The National Highway Traffic Safety Administration (NHTSA) said in a letter published Thursday that the defective "media control units" installed on the vehicles could pose a significant risk.
The control units on Tesla's vehicles serve multiple functions - including giving drivers access to the vehicle's backup camera, driver assistance system, and climate controls. Failure to operate could increase the risk of a crash, the NHTSA said.
The NHTSA said that it has ordered Tesla to fix the worn-out flash memory chips installed on the affected vehicle's displays. When the chip's capacity is reached - typically within about five to six years - the display is rendered inoperable. An investigation into the display's issue was first brought to light by a report published by Motherboard in 2019.
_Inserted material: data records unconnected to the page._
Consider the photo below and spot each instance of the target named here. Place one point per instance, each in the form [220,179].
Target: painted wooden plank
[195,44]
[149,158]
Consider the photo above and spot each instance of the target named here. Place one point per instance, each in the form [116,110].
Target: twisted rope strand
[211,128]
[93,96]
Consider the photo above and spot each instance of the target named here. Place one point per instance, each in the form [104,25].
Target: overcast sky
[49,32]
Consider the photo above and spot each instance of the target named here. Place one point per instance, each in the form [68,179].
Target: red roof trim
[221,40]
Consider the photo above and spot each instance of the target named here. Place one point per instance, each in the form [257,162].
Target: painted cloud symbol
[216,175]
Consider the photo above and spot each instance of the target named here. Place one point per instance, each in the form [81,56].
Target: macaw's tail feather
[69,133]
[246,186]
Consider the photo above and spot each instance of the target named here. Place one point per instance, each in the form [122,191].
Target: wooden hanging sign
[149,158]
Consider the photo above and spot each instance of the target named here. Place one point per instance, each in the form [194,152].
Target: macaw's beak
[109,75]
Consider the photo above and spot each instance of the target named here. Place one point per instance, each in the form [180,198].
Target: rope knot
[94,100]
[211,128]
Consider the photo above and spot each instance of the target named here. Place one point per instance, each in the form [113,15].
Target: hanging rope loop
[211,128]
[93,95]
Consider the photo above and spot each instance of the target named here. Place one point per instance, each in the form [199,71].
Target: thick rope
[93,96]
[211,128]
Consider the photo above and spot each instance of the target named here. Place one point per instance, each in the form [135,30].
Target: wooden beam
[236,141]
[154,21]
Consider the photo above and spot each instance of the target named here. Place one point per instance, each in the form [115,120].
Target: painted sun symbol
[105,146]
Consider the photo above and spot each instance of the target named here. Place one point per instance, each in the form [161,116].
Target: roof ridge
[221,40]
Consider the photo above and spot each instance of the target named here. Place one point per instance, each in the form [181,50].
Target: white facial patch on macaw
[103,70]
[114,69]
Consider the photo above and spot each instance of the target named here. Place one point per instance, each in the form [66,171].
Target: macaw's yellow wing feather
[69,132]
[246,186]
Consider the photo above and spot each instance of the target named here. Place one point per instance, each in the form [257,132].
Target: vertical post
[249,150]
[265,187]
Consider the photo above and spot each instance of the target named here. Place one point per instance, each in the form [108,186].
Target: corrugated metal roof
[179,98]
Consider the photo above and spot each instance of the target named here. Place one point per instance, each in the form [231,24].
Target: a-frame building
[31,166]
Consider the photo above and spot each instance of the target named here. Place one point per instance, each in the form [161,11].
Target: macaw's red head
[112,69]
Tesla reportedly provided the NHTSA with a statistical model that outlined its plan to provide weekly repairs through 2028. Tesla said that most of the displays on its vehicle will happen in 2022. But the company has yet to formally issue a response to the NHTSA order.
The NHTSA noted that Tesla had issued an over-the-air software update to help reduce display failures. But the agency said that the updates "don't go far enough" to resolve the issue. "These updates are procedurally and substantively insufficient," the NHTSA said.